Baby by science


Jacqueline Gillies-Layne admits to being a poster child for a typical career woman. She had done the college thing, established a successful career in banking, met the love of her life in Reynolds Layne and the two were travelling the world and enjoying themselves.
“We didn’t get married until we were 40,” Jacqueline said candidly. “Reynolds is Bajan and I’m British. I was working overseas in Singapore and we met when we were older.”
Being that they were quite content travelling the world and enjoying life, it didn’t dawn upon them to consider having children until they were in their 40s.
“We didn’t think there would be a problem,” Jacqueline said.
But though Jacqueline and Reynolds were trying, their efforts didn’t yield the outcome they had hoped. What ended up happening was that they decided to get tests done to make sure despite their ages, that their fertility was still intact.
“We had all the tests done only to find out there was nothing wrong with either of us,” she said. “I went to doctors in Singapore and nothing could be found.”
After the couple returned to Barbados, they decided to consult the Barbados Fertility Centre in their quest to have a child.
“We got pregnant through IUI (intrauterine insemination) but I lost the baby at 11 weeks,” Jacqueline said.
Losing a child at any stage is traumatic for any woman but losing a child in your 40s when a woman’s fertility is on the decline can be devastating.
“We tried again after two or three months but still nothing,” Jacqueline said. “Dr Skinner suggested we try IVF (in vitro fertilization. We couldn’t afford it financially or emotionally at the time. But emotionally we knew we could only do this once.”

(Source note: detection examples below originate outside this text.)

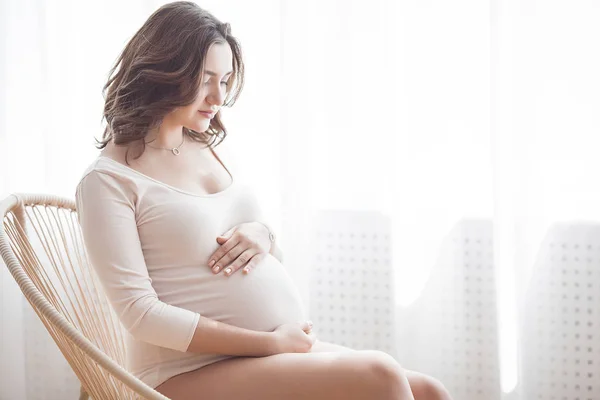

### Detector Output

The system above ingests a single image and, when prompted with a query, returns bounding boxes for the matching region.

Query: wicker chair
[0,194,168,400]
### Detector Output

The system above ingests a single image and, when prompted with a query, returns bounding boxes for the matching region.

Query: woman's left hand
[208,222,271,276]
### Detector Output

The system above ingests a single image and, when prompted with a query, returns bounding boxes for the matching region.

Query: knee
[423,376,452,400]
[363,351,410,399]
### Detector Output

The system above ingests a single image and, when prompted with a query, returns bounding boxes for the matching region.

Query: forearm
[187,316,275,357]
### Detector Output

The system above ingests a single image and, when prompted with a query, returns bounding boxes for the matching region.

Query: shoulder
[75,156,136,202]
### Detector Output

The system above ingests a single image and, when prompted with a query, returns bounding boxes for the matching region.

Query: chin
[188,123,210,133]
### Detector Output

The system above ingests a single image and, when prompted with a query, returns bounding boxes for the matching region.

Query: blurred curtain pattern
[0,0,600,400]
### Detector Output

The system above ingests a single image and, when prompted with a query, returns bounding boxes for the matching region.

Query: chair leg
[79,385,90,400]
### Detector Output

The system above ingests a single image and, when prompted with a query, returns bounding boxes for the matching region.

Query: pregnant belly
[166,254,306,332]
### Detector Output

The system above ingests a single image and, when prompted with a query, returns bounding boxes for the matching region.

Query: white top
[75,152,306,387]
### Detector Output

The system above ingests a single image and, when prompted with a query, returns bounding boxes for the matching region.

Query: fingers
[225,246,256,276]
[209,241,244,274]
[244,254,267,274]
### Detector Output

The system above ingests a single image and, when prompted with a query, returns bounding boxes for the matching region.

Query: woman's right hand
[273,321,316,354]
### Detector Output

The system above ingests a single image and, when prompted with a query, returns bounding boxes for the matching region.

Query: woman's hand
[271,321,316,354]
[208,222,271,276]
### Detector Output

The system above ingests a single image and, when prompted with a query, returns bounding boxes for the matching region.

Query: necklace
[144,133,185,156]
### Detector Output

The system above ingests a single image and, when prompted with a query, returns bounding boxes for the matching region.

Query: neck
[144,124,184,149]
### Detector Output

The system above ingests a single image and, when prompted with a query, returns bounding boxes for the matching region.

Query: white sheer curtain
[0,0,600,400]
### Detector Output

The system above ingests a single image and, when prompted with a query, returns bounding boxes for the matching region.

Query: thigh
[311,340,450,400]
[156,351,410,400]
[310,339,356,353]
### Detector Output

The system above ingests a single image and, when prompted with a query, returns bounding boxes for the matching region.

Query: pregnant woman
[76,2,450,400]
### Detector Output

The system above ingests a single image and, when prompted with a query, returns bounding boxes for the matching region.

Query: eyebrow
[204,71,233,77]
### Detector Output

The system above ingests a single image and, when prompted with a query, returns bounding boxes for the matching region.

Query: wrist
[263,332,279,356]
[259,222,275,252]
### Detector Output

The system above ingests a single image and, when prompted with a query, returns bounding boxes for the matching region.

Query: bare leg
[156,351,414,400]
[311,340,452,400]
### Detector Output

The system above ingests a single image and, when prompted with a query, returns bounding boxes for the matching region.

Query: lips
[198,110,215,118]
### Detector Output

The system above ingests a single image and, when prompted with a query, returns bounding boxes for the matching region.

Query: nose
[206,85,225,107]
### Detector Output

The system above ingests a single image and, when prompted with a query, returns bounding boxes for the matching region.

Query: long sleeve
[76,171,200,352]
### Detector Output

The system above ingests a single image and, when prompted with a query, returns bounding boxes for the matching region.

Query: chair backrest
[0,194,167,399]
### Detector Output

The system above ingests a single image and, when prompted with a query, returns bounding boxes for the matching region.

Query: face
[173,43,233,132]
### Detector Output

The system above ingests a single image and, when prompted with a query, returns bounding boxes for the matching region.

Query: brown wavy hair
[96,1,244,159]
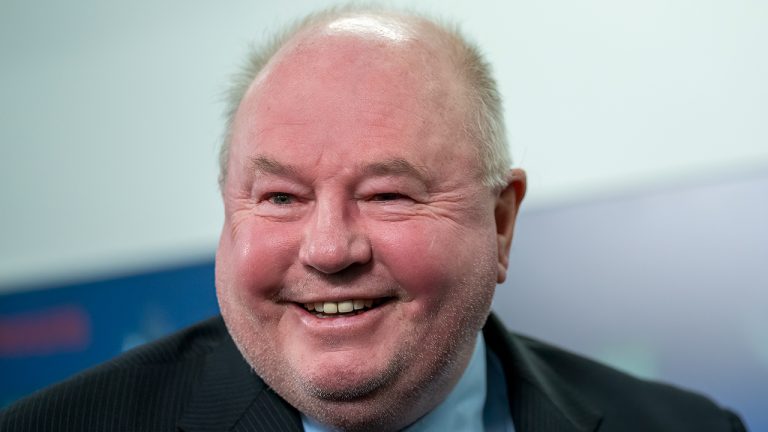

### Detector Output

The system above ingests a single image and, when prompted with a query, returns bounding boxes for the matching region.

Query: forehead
[232,17,480,176]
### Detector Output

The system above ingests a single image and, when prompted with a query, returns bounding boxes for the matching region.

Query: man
[2,5,743,431]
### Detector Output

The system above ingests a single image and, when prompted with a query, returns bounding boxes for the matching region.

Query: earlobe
[494,169,526,283]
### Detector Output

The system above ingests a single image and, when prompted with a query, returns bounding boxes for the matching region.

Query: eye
[267,192,296,205]
[371,192,407,201]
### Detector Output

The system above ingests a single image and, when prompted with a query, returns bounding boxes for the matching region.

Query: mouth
[300,297,393,318]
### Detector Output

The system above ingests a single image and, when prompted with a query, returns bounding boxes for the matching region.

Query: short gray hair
[219,5,512,190]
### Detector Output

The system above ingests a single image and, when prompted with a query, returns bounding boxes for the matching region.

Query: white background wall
[0,0,768,292]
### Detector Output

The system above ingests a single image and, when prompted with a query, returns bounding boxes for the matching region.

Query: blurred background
[0,0,768,430]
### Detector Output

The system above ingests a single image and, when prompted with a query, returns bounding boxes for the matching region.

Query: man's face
[216,22,520,425]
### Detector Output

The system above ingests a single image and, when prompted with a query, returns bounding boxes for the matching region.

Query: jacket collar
[483,314,602,432]
[178,314,601,432]
[177,318,302,432]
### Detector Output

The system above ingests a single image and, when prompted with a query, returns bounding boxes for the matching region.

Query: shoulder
[0,318,228,431]
[496,324,745,431]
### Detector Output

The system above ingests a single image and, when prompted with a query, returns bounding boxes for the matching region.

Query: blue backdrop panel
[0,259,218,406]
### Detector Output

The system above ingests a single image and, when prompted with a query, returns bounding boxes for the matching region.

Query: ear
[494,168,526,283]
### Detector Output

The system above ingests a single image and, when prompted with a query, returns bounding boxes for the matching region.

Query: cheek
[374,223,496,309]
[216,222,298,308]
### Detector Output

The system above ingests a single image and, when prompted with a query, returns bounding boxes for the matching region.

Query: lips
[302,298,388,318]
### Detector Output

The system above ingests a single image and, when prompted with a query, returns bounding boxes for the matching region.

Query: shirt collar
[301,333,488,432]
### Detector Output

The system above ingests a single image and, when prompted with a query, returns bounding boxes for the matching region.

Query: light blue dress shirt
[301,333,515,432]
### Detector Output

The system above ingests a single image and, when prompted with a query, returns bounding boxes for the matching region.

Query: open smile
[301,297,393,318]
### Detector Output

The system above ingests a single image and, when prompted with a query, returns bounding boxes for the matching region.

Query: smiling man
[2,4,744,432]
[216,9,525,430]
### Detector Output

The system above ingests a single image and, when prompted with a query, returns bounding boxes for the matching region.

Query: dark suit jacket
[0,316,745,432]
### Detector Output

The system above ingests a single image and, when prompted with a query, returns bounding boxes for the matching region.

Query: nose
[299,200,372,274]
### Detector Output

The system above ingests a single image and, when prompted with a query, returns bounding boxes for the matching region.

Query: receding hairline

IVF is the process of fertilization by manually combining an egg and sperm in a laboratory dish. When the IVF procedure is successful, the process is combined with a procedure known as embryo transfer, which involves physically placing the embryo in the uterus.
After making the decision to try to get pregnant using IVF, the process required a lot of work on the part of the couple to prepare Jacqueline’s body.
“I had to get a series of injections. At some points I would get four a day — two in my stomach and two in my inner thigh,” Jacqueline said. “My husband gave me every single injection.”
To this day Jacqueline marvels at how Reynolds stepped in to give her the injections.
“Reynolds tends to be a bit squeamish and yet he still gave me these injections,” she said.
Both Jacqueline and Reynold relied on each other heavily during the process and admits that it was difficult as they were waiting to receive good news.
“We tried to protect each other from what we were going through and it put a real strain on our relationship,” Jacqueline said. “I don’t think people realize how emotionally draining the whole process is.”
After the whole process, Jacqueline revealed that she and her husband continued travelling and living their life.
“We didn’t stop our life,” she said candidly. “We were very positive throughout the process. Actually I found out I was pregnant while I was in New York.”
“At that point I didn’t know whether to laugh or cry. We just waited until we’d passed the milestone and then at three months we breathed easier.”
Jacqueline says that after the treatments she had the easiest pregnancy.
“I had retired from work. I was able to swim every day and I ate well,” she said. “I didn’t have to do this and manage a full-time job.
“I had a C-section and was out of the hospital in two days,” she said looking back on the experience.
Now that they have their son, two-year-old Reyne Hendry (which is a combination of her husband’s name and her father’s), Jacqueline couldn’t imagine life without him. Though the process of IVF wasn’t easy, she looks back with delight.
“As a couple, you’ve got to talk to each other,” she said. “I I could not have gone through IVF by myself. My husband was there every step of the way. I know some women do it alone, but I know I couldn’t do it.”